In a reversal, Mayor Bill de Blasio is now planning to allow the city to pay roughly $2 million to cover the majority of his outstanding legal bills related to multiple investigations of his fundraising efforts.
De Blasio made the announcement in a blog post on Medium on Friday morning, just before the July 4 holiday weekend.
“A large portion of the bills — around $2 million — relate directly to my public service and decision-making in government," de Blasio writes in the blog post.
"I have been reluctant to ask taxpayers to shoulder the burden of my compliance with these reviews. But after giving this a great deal of thought, it has become increasingly clear that the most appropriate course of action is to let the City cover the costs for legal work tied to my government service, as it would for any of its employees in a similar situation,” de Blasio said.
The decision marks a significant change of heart for the mayor, who was always allowed to use city funds to pay any legal bills for his defense related to his government work, but who originally waved off that idea.
The city is already paying the roughly $13 million in legal fees for other city employees who were involved in the dual year-long state and federal probes into his fundraising, including an outside nonprofit group that backed his agenda, and an effort to topple the Republican majority in the state Senate.
De Blasio has long said those efforts had no bearing on the actions of his administration, as investigators probed whether the mayor and his aides had provided preferential treatment to those donors. The investigations concluded earlier this year without any charges being brought.
De Blasio had retained the services of high-powered law firm Kramer, Levin, Naftalis and Frankel for more than a year. The Daily News has reported that de Blasio’s lawyer from the firm, Barry Berke, charges $850 an hour.
In a surprise to some good government groups, de Blasio announced earlier this year that he intended to set up a legal defense fund to cover all of the costs related to his legal defense.
Critics immediately questioned how such a fund could be structured to avoid the appearance of conflicts of interest like the ones that gave rise to the original investigations into the mayor’s fundraising.

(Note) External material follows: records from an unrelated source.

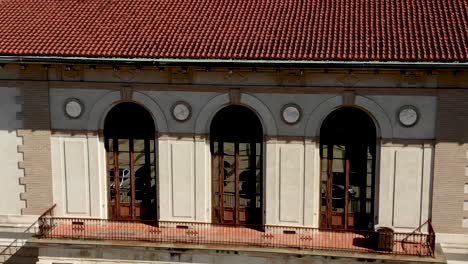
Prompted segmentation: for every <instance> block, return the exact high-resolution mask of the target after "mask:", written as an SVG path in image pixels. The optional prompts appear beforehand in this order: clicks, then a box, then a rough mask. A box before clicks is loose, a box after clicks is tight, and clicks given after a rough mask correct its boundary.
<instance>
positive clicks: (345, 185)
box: [344, 147, 351, 229]
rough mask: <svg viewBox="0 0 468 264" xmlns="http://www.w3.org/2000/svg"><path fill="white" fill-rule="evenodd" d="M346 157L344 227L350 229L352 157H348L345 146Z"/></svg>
mask: <svg viewBox="0 0 468 264" xmlns="http://www.w3.org/2000/svg"><path fill="white" fill-rule="evenodd" d="M345 157H346V168H345V178H346V179H345V181H346V182H345V189H344V194H345V203H344V228H345V229H348V211H349V208H348V202H349V191H348V190H349V175H350V168H351V164H350V158H349V157H347V151H346V147H345Z"/></svg>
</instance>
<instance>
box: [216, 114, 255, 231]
mask: <svg viewBox="0 0 468 264" xmlns="http://www.w3.org/2000/svg"><path fill="white" fill-rule="evenodd" d="M210 140H211V164H212V194H213V199H212V203H213V222H214V223H220V224H232V225H249V224H262V223H263V209H262V208H263V196H262V195H263V194H262V189H263V188H262V184H263V183H262V181H263V179H262V164H263V161H262V156H263V155H262V142H263V130H262V125H261V123H260V120H259V119H258V118H257V116H256V115H255V113H254V112H252V111H251V110H249V109H248V108H245V107H242V106H234V105H233V106H227V107H225V108H223V109H222V110H220V111H219V112H218V113H217V114H216V115H215V117H214V118H213V121H212V123H211V128H210Z"/></svg>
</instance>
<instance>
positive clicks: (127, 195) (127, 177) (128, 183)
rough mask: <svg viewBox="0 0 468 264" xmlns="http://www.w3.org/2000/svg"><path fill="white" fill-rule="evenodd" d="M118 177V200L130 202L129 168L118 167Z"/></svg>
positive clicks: (129, 175)
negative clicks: (118, 194) (119, 174)
mask: <svg viewBox="0 0 468 264" xmlns="http://www.w3.org/2000/svg"><path fill="white" fill-rule="evenodd" d="M119 174H120V175H119V179H121V181H120V184H119V185H120V186H119V189H120V202H121V203H130V201H131V197H132V193H131V191H130V187H131V186H130V170H129V169H128V168H119Z"/></svg>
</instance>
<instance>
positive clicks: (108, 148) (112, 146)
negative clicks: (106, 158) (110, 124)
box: [105, 138, 114, 152]
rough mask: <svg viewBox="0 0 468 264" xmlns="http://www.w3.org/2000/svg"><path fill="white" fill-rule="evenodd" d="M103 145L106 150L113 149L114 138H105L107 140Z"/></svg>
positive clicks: (110, 151)
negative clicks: (113, 138) (103, 145)
mask: <svg viewBox="0 0 468 264" xmlns="http://www.w3.org/2000/svg"><path fill="white" fill-rule="evenodd" d="M105 146H106V151H108V152H113V151H114V140H112V138H109V139H107V141H106V142H105Z"/></svg>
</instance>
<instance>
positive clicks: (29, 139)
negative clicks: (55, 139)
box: [16, 82, 53, 215]
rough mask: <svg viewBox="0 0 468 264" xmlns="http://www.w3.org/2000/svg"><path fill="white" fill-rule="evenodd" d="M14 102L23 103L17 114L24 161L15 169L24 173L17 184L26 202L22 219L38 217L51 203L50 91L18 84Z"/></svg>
mask: <svg viewBox="0 0 468 264" xmlns="http://www.w3.org/2000/svg"><path fill="white" fill-rule="evenodd" d="M18 90H19V95H18V96H17V97H16V100H17V102H21V103H22V107H21V111H20V112H18V113H17V122H18V123H19V124H21V127H20V128H18V129H17V136H18V143H19V146H18V153H19V154H20V155H21V156H22V157H23V158H22V160H21V161H19V162H18V168H19V169H21V170H23V171H24V173H23V175H22V176H23V177H21V178H20V184H22V185H24V192H22V193H21V194H20V198H21V199H22V200H24V201H25V207H24V208H22V210H21V214H23V215H37V214H41V213H42V212H43V211H44V210H45V209H47V208H48V207H50V206H51V205H52V203H53V197H52V168H51V143H50V134H51V133H50V113H49V89H48V86H47V83H46V82H37V83H35V84H34V86H26V85H24V84H22V83H19V87H18Z"/></svg>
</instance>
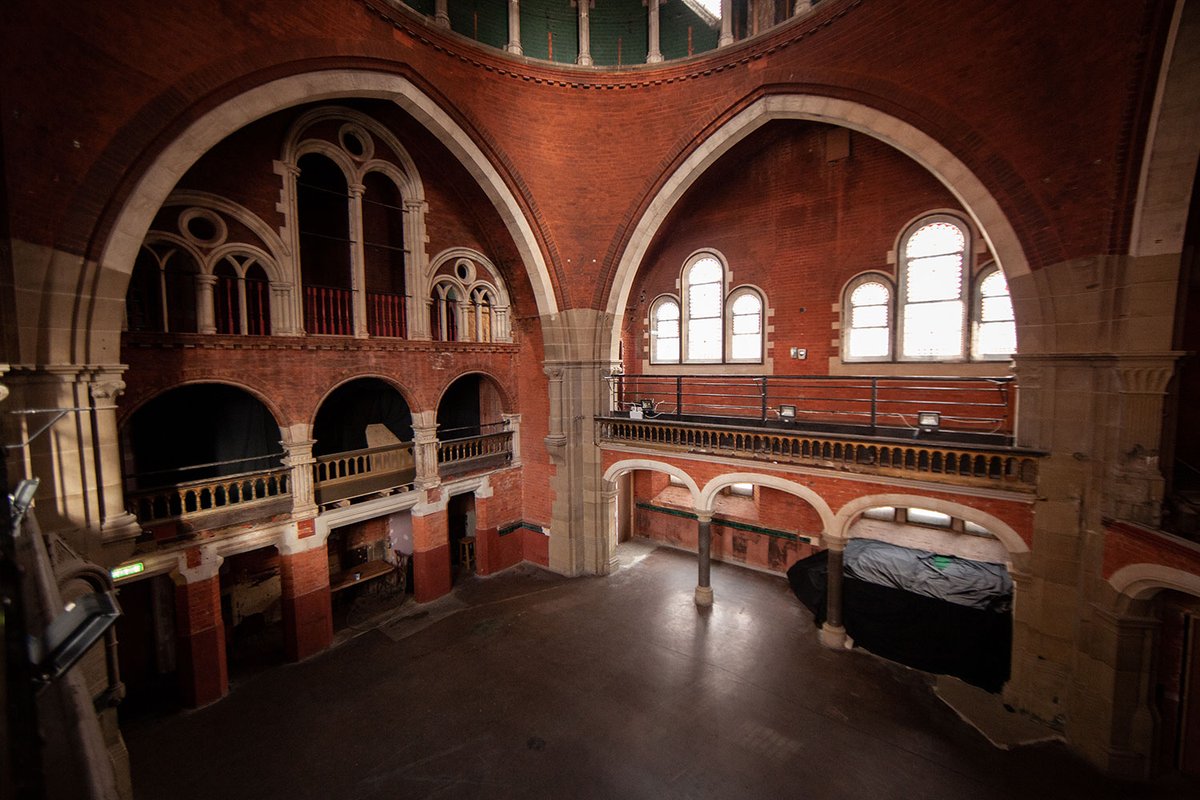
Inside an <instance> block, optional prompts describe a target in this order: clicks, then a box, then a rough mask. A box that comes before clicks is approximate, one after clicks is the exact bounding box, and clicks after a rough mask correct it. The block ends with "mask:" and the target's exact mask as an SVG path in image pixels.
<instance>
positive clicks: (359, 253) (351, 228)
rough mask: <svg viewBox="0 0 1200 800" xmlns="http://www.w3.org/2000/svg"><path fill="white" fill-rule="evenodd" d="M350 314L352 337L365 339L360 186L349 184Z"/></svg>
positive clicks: (358, 184)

And de Blasio’s plans for the legal defense fund were further constricted when the city’s Conflicts of Interest Board issued a ruling earlier this year prohibiting the mayor from accepting donations of more than $50 from almost every possible class of donor who might give to such a fund, making the task of fundraising to cover the millions of dollars in legal bills extraordinarily difficult.
De Blasio announced Friday that he still intends to set up a legal defense fund to pay a significant amount of his legal bills, for the costs of defense that weren’t related to his work as mayor.
“Legal bills related to some non-governmental work reviewed during the investigation will be paid for with private dollars donated to a legal defense fund. This fund will likely need to raise around $300,000 to satisfy my outstanding debt,” de Blasio said.
The Conflicts of Interest Board had argued in its ruling limiting de Blasio’s ability to raise money in increments larger than $50 that the city’s current law doesn’t make a distinction between gifts made to public officers and donations made to legal defense funds. Therefore, the board said donations couldn’t be larger than the dollar value public officers are currently allowed to receive as gifts.
In response, de Blasio raised the possibility of passing legislation that would distinguish gifts made to public servants through legal defense funds from other types of gifts. Some City Council members, such as Brooklyn Councilman Brad Lander, have said they would be willing to sponsor such legislation.
De Blasio raised the prospect of passing such legislation in his Medium post Friday, while also promising to fully disclose his donors and how much they donated.
“New York City lacks any realistic legal or regulatory framework allowing for the operation of such funds. Members of the City Council have expressed interest in establishing such a framework. I would support those efforts,” he said.
“While the Council’s legislative process would dictate the regulations surrounding these donations, there is no doubt that any fund assisting me will provide full disclosure to the public so that everyone can see who is contributing and how much they are giving,” he said.
“Employers have a legal and moral responsibility to cover the costs of representation when employees are doing their jobs, like we were. It’s true in the private sector and it’s true in government,” he said.